Alex Simpson: Synthetic probability theory

Abstract: I shall present an alternative to the standard set-theoretic formulation of probability theory. The alternative is based on an axiomatisation of the notion of "random variable" as a primitive concept rather than as a defined concept. The axioms are intended to capture certain key properties of random variables that underpin probabilistic reasoning. In this way, the axiomatisation is founded on our contingent experience of probability, and so may be described as providing a "synthetic" approach to probability theory. (In contrast, the usual set-theoretic formulation of probability theory is "analytic" in the sense that the theorems of probability theory are necessary truths that follow from the set-theoretic meaning ascribed to probabilistic
concepts.)

A main motivation for the proposed approach is that certain cumbersome aspects of probability theory are simplified. For example, sample spaces play no role, and one never needs to consider sigma-algebras and associated notions of measurability.

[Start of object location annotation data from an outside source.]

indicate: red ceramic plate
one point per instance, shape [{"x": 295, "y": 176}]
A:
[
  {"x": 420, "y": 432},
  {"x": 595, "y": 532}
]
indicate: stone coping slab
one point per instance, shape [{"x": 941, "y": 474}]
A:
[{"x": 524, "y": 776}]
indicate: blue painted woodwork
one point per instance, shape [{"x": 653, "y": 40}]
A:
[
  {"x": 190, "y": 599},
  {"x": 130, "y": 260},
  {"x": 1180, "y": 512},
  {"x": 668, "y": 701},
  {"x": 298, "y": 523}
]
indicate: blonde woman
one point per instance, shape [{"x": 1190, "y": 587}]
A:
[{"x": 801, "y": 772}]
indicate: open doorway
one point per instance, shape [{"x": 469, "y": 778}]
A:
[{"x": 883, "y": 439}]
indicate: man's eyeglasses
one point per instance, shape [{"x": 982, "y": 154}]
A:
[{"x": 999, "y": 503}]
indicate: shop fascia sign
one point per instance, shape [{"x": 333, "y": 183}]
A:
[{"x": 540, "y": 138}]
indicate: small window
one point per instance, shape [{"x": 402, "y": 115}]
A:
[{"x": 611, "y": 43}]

Although the axioms are intuitive, it is not trivial that they are consistent. This is established by showing that they are validated by a suitably constructed set-theoretic universe. However, the talk will not focus on this point.

Instead, in the talk, I shall present the axioms from first principles, motivating them intuitively. I shall also illustrate how several concepts from probability theory can be reformulated and redeveloped starting from the proposed axiomatisation.